The analysis of the main ground features in the salinization distribution areas revealed the following: (1) Soil around lakes is easily salinized. Several small lakes are present in the Mu Us Sandy Land and Kubuchi Desert (sub area 2), and a certain amount of salinized soils can be observed around these lakes. Similarly, salinized soil was observed near lakes in other areas, such as the saltwater lake in Qinghai Province and Longyangxia Reservoir in Ningxia (sub area 1), and Wuliangsuhai in Inner Mongolia ‘Hetao Region’ (sub area 6), as shown in . (2) Salinization has a higher distribution in hydrogeological complex areas, such as wetlands. The Hetao area of Inner Mongolia (sub area 6) and the Yellow River Delta (sub area 5) are affected by salinization, and most of them are salinized. For example, severe salinization occurs in the Urat Zhongqi area of Bayannaoer City, Inner Mongolia Autonomous Region (sub area 6), as well as in the Kenli and Hekou Districts of Dongying City, Shandong Province (sub area 5), especially in areas bordering the Bohai Sea, as shown in . (3) Salinization can occur in mountainous regions. Because of their transformation into terraced farmland using artificial open tillage, a few mountainous areas, such as those in Gansu Province (sub area 3), may be salinized owing to excessive exploitation. The other part of the mountain near the ridge, such as the Inner Mongolia Bayannaoer City Urat back banner (sub area 6), also appeared to be salinized, as shown in .

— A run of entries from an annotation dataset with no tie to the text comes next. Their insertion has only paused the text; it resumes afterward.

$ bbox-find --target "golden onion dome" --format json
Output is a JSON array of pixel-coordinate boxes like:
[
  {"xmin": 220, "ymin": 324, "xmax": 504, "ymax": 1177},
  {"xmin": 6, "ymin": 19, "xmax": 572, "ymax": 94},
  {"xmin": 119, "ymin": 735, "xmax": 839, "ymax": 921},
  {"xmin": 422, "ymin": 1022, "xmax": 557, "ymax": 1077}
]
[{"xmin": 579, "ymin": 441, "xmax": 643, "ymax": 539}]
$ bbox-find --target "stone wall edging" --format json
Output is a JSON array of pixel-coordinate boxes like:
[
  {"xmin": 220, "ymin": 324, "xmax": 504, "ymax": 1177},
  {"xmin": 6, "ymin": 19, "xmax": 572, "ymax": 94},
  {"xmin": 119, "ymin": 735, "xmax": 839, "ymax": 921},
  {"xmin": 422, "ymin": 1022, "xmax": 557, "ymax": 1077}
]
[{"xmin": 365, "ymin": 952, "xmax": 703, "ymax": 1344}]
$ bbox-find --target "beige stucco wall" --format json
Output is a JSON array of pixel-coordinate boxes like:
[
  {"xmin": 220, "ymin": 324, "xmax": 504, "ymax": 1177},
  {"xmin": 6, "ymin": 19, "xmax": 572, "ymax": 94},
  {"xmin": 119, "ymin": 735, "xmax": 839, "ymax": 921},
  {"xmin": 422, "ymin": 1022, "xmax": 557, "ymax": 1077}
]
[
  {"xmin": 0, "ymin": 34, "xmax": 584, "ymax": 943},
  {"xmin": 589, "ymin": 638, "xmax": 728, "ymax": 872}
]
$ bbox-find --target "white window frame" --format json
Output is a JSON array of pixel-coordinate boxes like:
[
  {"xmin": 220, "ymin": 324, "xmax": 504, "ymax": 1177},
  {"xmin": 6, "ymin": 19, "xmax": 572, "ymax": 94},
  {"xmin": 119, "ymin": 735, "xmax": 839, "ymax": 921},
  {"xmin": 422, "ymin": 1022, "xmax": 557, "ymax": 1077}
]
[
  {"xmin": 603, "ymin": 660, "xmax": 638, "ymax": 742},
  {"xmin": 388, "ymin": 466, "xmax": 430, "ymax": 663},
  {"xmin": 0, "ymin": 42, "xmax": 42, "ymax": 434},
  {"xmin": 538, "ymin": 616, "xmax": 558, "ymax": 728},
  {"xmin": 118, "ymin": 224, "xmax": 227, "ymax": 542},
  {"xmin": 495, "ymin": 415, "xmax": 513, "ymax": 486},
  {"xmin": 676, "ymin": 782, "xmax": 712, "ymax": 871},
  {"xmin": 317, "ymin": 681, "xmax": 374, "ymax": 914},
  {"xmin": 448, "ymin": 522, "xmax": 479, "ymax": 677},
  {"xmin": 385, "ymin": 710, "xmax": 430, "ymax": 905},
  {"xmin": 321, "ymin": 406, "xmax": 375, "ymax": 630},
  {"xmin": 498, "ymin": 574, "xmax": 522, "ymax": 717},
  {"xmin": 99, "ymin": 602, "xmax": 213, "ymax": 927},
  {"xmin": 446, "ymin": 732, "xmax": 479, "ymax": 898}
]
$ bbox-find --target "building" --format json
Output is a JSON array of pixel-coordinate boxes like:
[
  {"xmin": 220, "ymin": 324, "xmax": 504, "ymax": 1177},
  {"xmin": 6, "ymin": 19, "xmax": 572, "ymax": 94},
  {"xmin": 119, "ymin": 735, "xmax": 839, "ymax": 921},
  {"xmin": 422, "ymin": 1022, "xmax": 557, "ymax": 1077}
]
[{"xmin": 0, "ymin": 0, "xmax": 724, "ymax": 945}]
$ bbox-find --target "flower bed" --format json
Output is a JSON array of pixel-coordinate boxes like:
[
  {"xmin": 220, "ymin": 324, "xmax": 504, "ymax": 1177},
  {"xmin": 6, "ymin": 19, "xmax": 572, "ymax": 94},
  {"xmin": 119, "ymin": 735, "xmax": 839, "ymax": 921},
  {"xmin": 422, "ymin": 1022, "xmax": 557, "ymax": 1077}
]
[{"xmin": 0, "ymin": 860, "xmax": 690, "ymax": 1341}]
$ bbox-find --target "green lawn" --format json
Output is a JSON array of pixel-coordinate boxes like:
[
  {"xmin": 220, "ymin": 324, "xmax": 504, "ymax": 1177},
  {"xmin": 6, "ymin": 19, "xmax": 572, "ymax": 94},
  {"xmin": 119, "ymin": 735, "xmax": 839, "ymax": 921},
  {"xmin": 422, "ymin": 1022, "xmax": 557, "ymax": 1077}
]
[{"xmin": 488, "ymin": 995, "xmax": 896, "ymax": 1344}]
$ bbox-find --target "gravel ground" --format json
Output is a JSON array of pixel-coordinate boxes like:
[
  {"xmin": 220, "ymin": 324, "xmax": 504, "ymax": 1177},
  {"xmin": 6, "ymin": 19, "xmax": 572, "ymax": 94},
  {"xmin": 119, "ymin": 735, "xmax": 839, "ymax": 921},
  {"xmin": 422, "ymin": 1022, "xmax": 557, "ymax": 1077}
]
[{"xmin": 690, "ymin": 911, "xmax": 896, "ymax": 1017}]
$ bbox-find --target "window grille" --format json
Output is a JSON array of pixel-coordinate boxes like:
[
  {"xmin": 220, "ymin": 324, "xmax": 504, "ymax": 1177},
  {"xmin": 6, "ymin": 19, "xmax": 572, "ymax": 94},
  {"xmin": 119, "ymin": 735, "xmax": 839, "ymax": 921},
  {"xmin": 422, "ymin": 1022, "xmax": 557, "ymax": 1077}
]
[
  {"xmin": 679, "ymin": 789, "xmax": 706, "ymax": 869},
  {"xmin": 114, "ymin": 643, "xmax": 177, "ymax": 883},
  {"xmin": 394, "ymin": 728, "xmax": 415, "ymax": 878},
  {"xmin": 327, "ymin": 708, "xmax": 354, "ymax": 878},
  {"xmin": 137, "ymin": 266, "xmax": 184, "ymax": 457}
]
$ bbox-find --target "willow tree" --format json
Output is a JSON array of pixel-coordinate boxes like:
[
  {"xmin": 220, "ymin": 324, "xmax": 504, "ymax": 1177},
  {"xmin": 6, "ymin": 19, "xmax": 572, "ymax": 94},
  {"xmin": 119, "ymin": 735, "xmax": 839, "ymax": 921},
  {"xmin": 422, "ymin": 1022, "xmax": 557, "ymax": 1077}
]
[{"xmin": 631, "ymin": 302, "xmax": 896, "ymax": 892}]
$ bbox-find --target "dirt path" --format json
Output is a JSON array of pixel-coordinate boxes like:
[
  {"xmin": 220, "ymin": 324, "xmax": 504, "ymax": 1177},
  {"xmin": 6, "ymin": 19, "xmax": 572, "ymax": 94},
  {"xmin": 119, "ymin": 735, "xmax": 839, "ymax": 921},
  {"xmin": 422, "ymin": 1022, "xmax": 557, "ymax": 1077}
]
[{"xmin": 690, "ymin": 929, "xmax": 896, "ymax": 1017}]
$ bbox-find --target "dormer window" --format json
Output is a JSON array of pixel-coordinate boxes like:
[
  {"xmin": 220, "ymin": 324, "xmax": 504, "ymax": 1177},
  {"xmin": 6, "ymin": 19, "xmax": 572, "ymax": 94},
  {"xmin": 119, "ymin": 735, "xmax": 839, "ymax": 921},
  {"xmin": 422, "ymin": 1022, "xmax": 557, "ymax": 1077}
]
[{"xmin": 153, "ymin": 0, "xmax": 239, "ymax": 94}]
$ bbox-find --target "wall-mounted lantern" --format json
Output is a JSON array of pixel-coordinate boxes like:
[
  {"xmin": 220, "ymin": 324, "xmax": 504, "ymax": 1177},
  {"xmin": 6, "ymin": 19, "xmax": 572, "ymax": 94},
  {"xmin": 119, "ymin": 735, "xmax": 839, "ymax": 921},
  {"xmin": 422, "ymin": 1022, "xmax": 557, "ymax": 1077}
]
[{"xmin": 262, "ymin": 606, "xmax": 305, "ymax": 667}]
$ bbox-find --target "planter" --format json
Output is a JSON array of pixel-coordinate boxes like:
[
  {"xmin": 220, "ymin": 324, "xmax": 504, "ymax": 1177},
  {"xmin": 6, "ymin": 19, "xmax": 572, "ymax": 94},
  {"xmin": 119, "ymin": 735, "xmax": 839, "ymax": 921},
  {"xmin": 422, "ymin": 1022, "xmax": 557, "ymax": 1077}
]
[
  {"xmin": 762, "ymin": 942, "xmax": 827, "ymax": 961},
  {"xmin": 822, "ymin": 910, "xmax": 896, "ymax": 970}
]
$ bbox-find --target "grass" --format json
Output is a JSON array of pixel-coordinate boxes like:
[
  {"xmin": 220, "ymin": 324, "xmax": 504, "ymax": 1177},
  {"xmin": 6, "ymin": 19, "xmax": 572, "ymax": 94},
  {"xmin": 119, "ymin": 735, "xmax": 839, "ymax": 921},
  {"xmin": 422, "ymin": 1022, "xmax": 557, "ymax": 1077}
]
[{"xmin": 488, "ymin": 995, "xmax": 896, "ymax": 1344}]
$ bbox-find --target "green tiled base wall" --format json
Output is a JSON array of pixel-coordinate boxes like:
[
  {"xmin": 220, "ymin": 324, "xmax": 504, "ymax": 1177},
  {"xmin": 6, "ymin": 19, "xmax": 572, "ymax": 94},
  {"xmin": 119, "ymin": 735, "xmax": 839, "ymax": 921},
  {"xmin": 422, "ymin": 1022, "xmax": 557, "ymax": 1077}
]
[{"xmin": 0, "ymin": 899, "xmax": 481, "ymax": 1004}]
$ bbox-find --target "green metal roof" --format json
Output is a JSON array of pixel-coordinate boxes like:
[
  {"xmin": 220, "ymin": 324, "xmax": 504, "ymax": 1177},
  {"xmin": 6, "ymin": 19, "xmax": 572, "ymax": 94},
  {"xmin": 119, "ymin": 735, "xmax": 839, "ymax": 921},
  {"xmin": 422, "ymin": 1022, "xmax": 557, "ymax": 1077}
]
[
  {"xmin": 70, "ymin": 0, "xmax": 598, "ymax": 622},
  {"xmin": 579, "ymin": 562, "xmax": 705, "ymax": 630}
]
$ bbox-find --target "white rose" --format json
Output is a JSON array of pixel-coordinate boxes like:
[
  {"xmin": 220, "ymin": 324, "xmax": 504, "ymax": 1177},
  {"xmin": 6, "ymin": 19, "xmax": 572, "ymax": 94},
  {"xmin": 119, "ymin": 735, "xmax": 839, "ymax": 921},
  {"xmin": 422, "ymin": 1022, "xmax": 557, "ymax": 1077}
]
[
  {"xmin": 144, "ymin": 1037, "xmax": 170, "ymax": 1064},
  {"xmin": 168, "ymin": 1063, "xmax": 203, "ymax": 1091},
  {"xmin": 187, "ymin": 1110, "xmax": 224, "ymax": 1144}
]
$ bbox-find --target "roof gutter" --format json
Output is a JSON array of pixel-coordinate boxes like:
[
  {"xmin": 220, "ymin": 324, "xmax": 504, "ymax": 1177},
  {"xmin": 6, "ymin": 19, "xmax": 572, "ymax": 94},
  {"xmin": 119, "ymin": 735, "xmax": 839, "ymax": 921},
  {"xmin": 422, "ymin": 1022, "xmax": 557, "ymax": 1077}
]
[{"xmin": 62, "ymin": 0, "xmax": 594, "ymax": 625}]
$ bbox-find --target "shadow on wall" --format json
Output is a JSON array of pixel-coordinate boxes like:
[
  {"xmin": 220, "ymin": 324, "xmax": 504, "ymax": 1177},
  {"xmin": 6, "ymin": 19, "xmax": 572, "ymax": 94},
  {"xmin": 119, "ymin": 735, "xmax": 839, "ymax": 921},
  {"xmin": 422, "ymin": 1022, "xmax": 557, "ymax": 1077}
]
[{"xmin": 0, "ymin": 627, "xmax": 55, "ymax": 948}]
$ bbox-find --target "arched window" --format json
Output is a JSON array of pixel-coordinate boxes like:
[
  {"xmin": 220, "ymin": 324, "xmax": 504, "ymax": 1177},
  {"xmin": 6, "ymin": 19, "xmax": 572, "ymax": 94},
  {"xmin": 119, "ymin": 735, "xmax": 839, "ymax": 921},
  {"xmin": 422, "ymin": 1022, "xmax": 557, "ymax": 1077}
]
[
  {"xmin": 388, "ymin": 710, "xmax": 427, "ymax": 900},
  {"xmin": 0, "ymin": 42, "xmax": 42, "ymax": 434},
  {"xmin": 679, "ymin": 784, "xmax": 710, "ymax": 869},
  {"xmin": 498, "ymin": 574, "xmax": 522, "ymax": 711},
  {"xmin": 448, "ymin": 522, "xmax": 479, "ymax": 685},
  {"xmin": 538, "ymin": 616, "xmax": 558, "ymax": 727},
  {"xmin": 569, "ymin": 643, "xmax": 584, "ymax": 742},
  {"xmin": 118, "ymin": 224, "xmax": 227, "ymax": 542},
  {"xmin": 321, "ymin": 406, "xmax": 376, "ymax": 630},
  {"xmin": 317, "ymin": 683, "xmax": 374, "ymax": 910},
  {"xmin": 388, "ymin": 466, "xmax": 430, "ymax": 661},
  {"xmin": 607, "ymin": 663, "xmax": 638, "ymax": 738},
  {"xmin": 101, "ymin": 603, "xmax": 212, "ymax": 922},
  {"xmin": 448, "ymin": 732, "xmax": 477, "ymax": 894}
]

Figure 6. Detailed map of salinization distribution.

Figure 6. Detailed map of salinization distribution.

4.3 Proportion of salinization in each province of the Yellow River basin

In 2015, the proportion of salinization in the Yellow River Basin was 9.40%. As shown in , the three provinces with the largest proportion of salinization areas are Qinghai, Inner Mongolia, and Shanxi. Qinghai Province had 3.39% land area with salinized soil, covering an area of 26,950.52 km2. Inner Mongolia was placed second, with 18046.47 km2 salinized area (2.27%). Shanxi was ranked third with 6,360.12 km2 salinized area (0.80% of the total Yellow River Basin). By 2020, 8.13% of the Yellow River Basin was salinized. As presented in , the three provinces with the largest salinization areas are Qinghai, Inner Mongolia, and Gansu. Qinghai Province accounted for the maximum salinization area in the Yellow River Basin (2.69%), with an area of 21385.5 km2; Inner Mongolia followed with 2.26%, covering 17,967.23 km2; and Gansu Province ranked third (0.73%), with an area of 5,803.59 km2. An in-depth analysis of the data revealed that although Qinghai and Gansu Provinces have relatively large salinization areas, most of them are mildly salinized, with weak salinization. Severely salinized and saline-alkali soils are mainly distributed in Inner Mongolia and Shandong.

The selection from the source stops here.